Similarly, many more ways exist for clinicians to assess disease activity, including the Systemic Lupus Erythematosus Disease Activity Index (SLEDAI), the Systemic Lupus Activity Measure (SLAM) and the European Consensus Lupus Activity Measurement (ECLAM), to name a few.
“Clinical trials are also using combinations of indices to create composite assessment measures for determining trial outcomes. Examples include the Systemic Lupus Erythematosus Response Index, used in the pivotal belimumab trails, and the BILAG-based Combined Lupus Assessment, used in a trial of epratuzumab,” Dr. Schur says.
Honing in on Pathogenesis
Researchers continue to examine lupus from different perspectives to hone in on its causes, Dr. Schur says. The study of genetics has become important for many conditions; although more than 50 genetic markers are associated with lupus, all are weak except certain genetic deficiencies of complement, Dr. Schur says. “Just because there’s a homozygous deficiency, it’s not clear how that’s affected clinical manifestations of the disease,” he says.
The role of immunity is another crucial area under investigation. “The identification of receptors by which DNA can stimulate immune responses would include TLRs and other internal nucleic acid receptors. Major questions in lupus relate to the origin of the anti-DNA response and the ways in which DNA can stimulate immunity. The discovery of the TLRs and other sensors provides insight into how DNA may drive immune responses,” Dr. Schur says. The use of transgenic mice, such as those that express anti-DNA antibodies, have been important to help understand issues of tolerance and defining events such as receptor editing.
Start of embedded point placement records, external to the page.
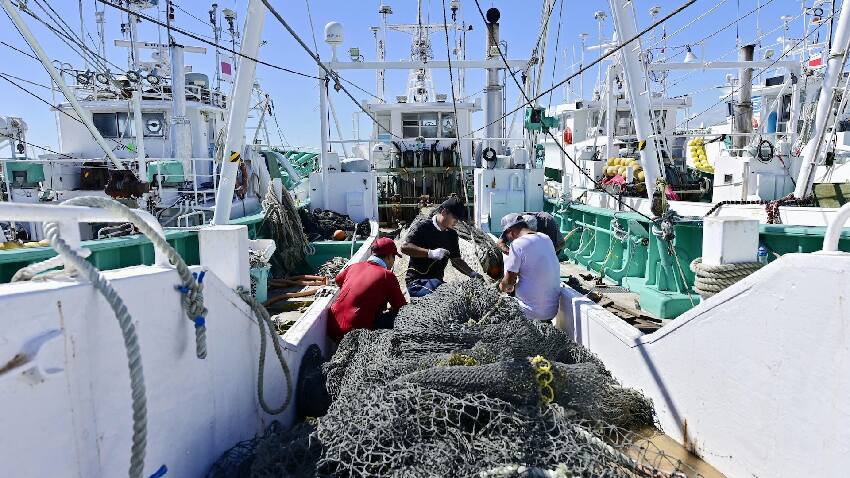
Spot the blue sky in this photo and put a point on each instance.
(296, 98)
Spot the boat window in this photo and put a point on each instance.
(121, 125)
(106, 124)
(427, 125)
(154, 124)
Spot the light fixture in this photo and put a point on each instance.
(102, 78)
(689, 56)
(153, 79)
(84, 78)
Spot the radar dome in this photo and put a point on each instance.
(334, 33)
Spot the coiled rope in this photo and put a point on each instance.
(709, 280)
(131, 344)
(192, 288)
(264, 321)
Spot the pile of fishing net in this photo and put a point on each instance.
(320, 224)
(464, 385)
(282, 222)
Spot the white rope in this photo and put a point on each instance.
(709, 280)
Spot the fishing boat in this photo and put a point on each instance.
(686, 273)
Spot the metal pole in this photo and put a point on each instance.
(240, 102)
(744, 106)
(624, 21)
(57, 78)
(834, 67)
(181, 140)
(494, 91)
(140, 132)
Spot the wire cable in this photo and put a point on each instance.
(584, 68)
(199, 38)
(330, 73)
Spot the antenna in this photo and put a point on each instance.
(334, 36)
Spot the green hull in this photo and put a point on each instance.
(621, 246)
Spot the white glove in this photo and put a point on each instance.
(438, 254)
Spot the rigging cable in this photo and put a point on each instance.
(199, 38)
(735, 89)
(549, 132)
(454, 107)
(584, 68)
(331, 73)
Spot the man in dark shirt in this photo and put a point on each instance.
(431, 243)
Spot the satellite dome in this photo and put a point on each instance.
(334, 33)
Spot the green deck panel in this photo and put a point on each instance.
(643, 262)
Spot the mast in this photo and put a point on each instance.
(743, 121)
(57, 78)
(494, 87)
(834, 67)
(624, 22)
(240, 102)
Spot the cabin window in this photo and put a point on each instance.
(121, 125)
(428, 125)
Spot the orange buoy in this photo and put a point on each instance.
(568, 136)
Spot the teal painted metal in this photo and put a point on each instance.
(120, 252)
(29, 172)
(168, 171)
(628, 249)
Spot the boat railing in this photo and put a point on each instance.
(69, 219)
(200, 174)
(162, 92)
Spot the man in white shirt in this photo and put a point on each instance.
(532, 269)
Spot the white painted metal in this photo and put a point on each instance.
(624, 19)
(836, 226)
(57, 78)
(140, 133)
(181, 139)
(741, 379)
(729, 240)
(158, 46)
(69, 218)
(723, 65)
(834, 67)
(224, 250)
(240, 103)
(416, 64)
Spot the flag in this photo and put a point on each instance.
(226, 69)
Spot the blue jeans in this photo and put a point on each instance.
(422, 287)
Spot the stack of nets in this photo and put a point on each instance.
(320, 224)
(466, 386)
(332, 267)
(488, 255)
(282, 223)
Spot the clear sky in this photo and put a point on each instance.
(296, 98)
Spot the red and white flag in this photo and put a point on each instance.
(225, 69)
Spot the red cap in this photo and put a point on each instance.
(384, 246)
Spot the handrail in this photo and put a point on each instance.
(833, 231)
(69, 218)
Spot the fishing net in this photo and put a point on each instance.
(282, 223)
(465, 385)
(332, 267)
(320, 224)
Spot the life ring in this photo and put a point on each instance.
(241, 186)
(568, 136)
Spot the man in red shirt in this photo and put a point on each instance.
(365, 290)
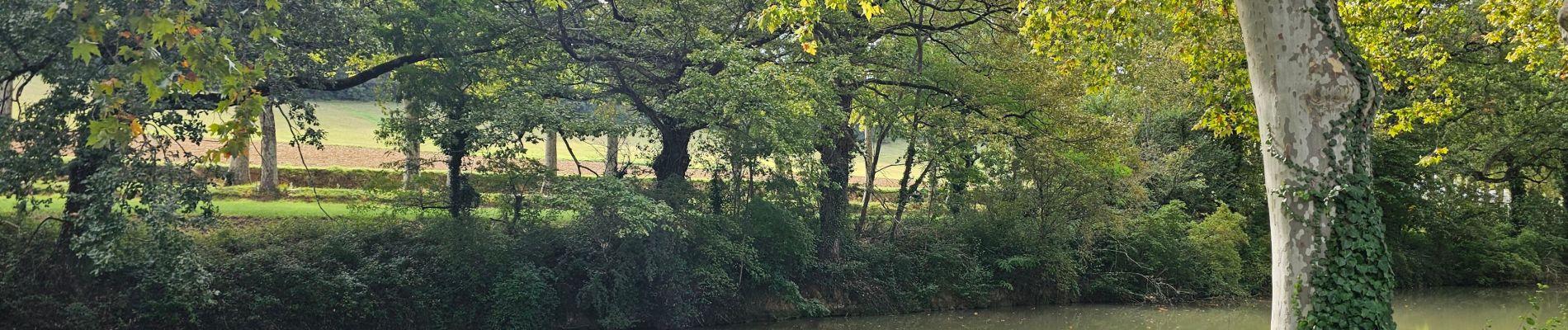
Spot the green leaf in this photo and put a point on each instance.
(83, 50)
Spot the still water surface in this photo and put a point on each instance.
(1413, 310)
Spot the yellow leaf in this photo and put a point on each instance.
(871, 10)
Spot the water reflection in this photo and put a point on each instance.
(1413, 310)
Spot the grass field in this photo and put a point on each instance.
(353, 124)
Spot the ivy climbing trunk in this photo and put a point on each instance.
(268, 182)
(834, 200)
(1315, 99)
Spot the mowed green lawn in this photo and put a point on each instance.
(353, 124)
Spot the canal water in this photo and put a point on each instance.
(1413, 310)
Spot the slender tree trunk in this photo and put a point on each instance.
(872, 160)
(460, 196)
(674, 158)
(7, 99)
(550, 153)
(413, 138)
(268, 183)
(612, 155)
(240, 166)
(1515, 177)
(78, 193)
(834, 199)
(1562, 176)
(905, 190)
(1315, 99)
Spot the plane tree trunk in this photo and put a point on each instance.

“The identification of cytokines, chemokines, interferon, BAFF, B cells, T cells and other cells of regulating are key steps in lupus. I would include the studies on the interferon signature in this category and the characterization of cytokines, such as BAFF, including mouse models to understand its role,” he says. “These studies have been important in understanding functional immune disturbances contributing to lupus, as well as presenting new targets for therapy.”
The study of epigenetics within lupus also has evolved, Dr. Schur says. Epigenetics has helped pinpoint that smoking and sun exposure are two major things that those with lupus should avoid.
Vanessa Caceres is a medical writer in Bradenton, Fla.